I felt that it was the best investment because it has been in use for years in Europe.
It is also able to be dipped in water after use for fast cooling – the cheaper models can not be used in that way.
It is certainly ok to choose a less expensive model. However, be sure that you are buying from someone who will stand behind their product.
I have heard of many of the cheaper vaporizers experiencing early failure.
Fogging with Oxalic Acid- Should you?
You will hear a lot of information on the internet and Youtube about fogging with Oxalic Acid.
We humans are always looking for an easier way to do things. No harm in that -but you may harm yourself or your bees.
Fogging with OA is not approved in the US (at this time). I have not seen any approved research reports that say it is a good idea. I will not use this method for the present.
Another Mite Treatment Option
Hopguard (Potassium salt (16%) of hops beta acids).
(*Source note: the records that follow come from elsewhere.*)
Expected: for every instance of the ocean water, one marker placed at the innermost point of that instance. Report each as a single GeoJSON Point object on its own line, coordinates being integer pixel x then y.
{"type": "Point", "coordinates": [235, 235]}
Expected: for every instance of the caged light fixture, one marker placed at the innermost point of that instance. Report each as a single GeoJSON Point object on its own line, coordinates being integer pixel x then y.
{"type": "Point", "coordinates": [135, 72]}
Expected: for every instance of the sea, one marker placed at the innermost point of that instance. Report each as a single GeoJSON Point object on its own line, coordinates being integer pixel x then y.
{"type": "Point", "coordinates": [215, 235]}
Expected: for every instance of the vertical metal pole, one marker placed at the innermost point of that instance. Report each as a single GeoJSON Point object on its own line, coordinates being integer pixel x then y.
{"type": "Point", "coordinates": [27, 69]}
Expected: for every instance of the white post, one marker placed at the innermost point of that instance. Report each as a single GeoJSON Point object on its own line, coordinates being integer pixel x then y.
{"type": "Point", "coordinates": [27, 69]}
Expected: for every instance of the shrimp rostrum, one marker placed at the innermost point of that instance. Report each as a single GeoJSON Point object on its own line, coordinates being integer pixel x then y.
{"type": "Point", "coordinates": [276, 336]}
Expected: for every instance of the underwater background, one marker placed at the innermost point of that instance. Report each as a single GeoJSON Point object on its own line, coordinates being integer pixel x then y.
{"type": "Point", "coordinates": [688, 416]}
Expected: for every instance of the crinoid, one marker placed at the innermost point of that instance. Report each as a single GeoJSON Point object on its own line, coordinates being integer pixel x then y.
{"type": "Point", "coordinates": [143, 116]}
Hopguard is a natural product made from hop compounds.
Honey supers can be on the hive during treatment and that is a plus. Beekeepers report that it is messy to work with.
Beekeepers in my region have not reported consistently good results using Hopguard. But you may decide to give it a try in your apiary.
You Choose The Plan For Your Bees
In summary, the beekeeper is in charge of managing the bees. You may choose to do nothing and see if the bees survive. But most colonies will not.
Perhaps, the first varroa mite treatment for bees that you try doesn’t work. Try again. After treating, do another mite count.
Don’t assume the treatment worked. Continue experimenting until you find the best varroa mite treatment plan for bees in your area.
Maybe you would like to try treatment-free beekeeping. Okay, but find a reputable source for treatment free bees.
Try it with regular main stream bees and you will have a lot of dead bees.
Whether you choose of the methods mentioned above or another, it is your call. You will have to decide on the best varroa mite treatment for bees in your apiary !
Are there other management strategies in use for varroa? Yes, absolutely. A word of caution.
Just because something may not kill your colony does not mean it has not caused harm. Take care when attempting to use unapproved methods.